Foreign boats confiscated from poachers being destroyed near Medan on April 1. That day, 81 vessels were blown up and sunk to signal that the government is continuing its fight against illegal fishing in its waters.
Foreign boats confiscated from poachers being destroyed near Medan on April 1. That day, 81 vessels were blown up and sunk to signal that the government is continuing its fight against illegal fishing in its waters.PHOTO: REUTERS

China-flagged ship escapes after 20 crew members arrested for pillaging shipwreck

Jakarta is seeking Interpol's help to nab a Chinese dredger vessel that escaped after being stopped by the Indonesian navy on Thursday in waters off the Riau Islands, Maritime Affairs and Fisheries Minister Susi Pudjiastuti said.

The crew of the China-flagged MV Chuan Hong 68 was allegedly pillaging the shipwreck of Swedish supertanker Seven Skies, which sankbetween Jemaja and Repong islands in 1969.

The navy patrol had left the vessel anchored at the scene as it took back the crew for questioning onshore, but when a second warship arrived to secure the Chuan Hong, it was gone.

"We hope that for this huge vessel, we could get Interpol's assistance to help with the arrest. This was not a fishing boat, but a dredger boat," said Ms Susi.

The Jakarta Post said MV Chuan Hong 68 is a 8,352 gross ton vessel, 122m long and 32m wide.

The incident was revealed at Ms Susi's meeting with reporters on Friday night at her home, where she was giving an update on Indonesia's enforcement action in its maritime territories.

The Jakarta Post reported Navy Deputy Chief of Staff, Vice-Admiral Achmad Taufiqoerrochman, saying that 20 of the vessel's crew - 16 of whom were Chinese nationals - were arrested.

He did not rule out that other crewmen may have been hiding on the vessel during the inspection and later escaped with the dredger.

Earlier this month, Indonesia announced it had destroyed 317 fishing boats confiscated from poachers since President Joko Widodo took office in October 2014.

Of these, 81 were blown up and sunk by the Ministry of Maritime Affairs and Fisheries on April 1 to signal that the government is not letting up on its fight against illegal fishing in its territorial waters.

Most of the 317 fishing boats were from Vietnam (142), followed by the Philippines (76), Malaysia (49), and as far as Belize in Central America.
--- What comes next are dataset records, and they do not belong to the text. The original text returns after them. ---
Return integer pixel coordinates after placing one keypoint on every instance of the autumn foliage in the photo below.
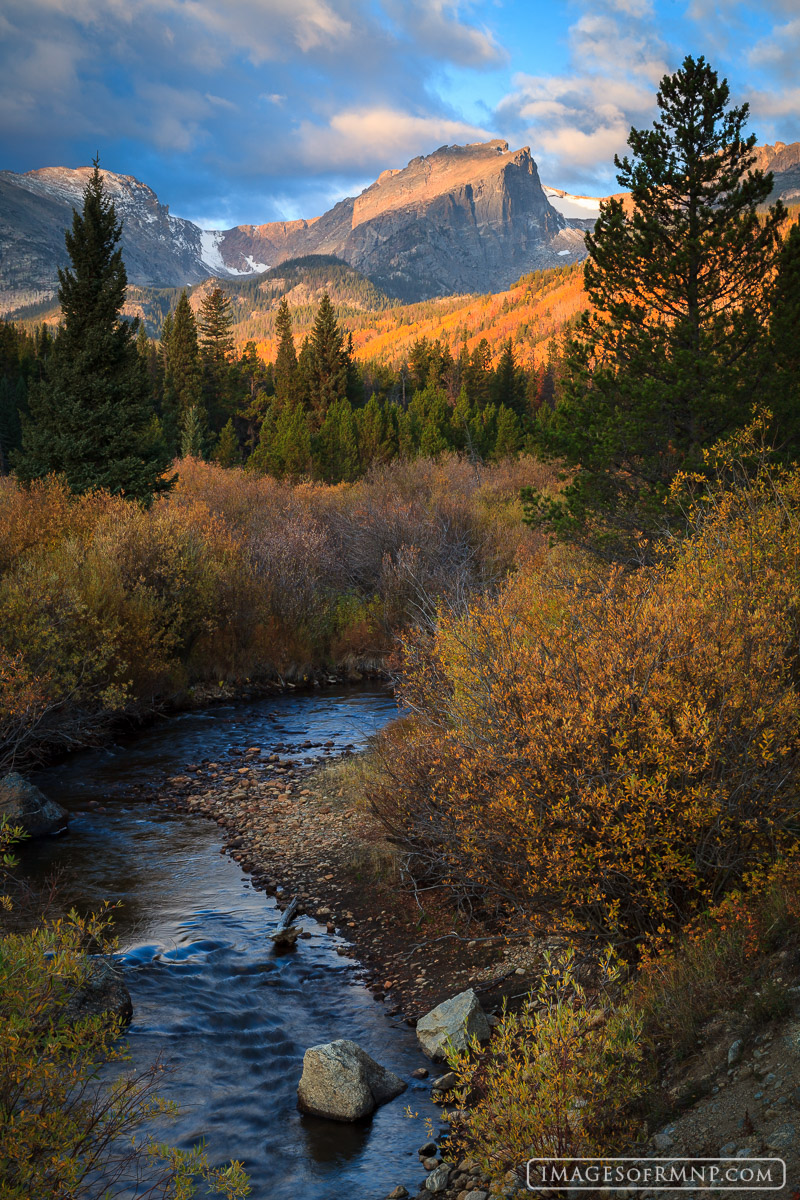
(109, 610)
(608, 753)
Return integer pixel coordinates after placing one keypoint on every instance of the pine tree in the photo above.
(783, 393)
(192, 435)
(287, 384)
(216, 341)
(506, 390)
(90, 417)
(677, 351)
(509, 436)
(329, 378)
(336, 451)
(185, 357)
(228, 453)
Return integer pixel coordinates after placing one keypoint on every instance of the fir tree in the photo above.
(329, 367)
(336, 456)
(509, 433)
(287, 384)
(192, 435)
(675, 352)
(185, 357)
(90, 417)
(783, 394)
(216, 342)
(228, 453)
(507, 391)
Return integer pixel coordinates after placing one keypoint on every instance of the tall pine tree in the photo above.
(90, 418)
(287, 384)
(677, 348)
(216, 340)
(329, 361)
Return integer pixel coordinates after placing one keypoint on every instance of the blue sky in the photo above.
(251, 111)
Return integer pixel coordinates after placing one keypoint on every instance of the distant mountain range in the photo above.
(462, 220)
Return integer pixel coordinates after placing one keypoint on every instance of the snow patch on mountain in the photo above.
(211, 256)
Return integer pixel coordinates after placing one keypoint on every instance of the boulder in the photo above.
(453, 1021)
(23, 804)
(103, 990)
(341, 1081)
(439, 1177)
One was from China.

Last year, Indonesia suffered annual losses of more than US$20 billion (S$28 billion) from poaching and illegal transhipment activities, according to Ms Susi's ministry.

The ministry said in a statement on Friday that enforcement action against unlawful incursions in Indonesian waters resulted in the arrest of 107 illegal fishing boats from Malaysia, the Philippines and Vietnam between January and April this year. "Illegal fishing is more rampant," Ms Susi said, adding that so far the number of such cases this year is higher than the same period last year.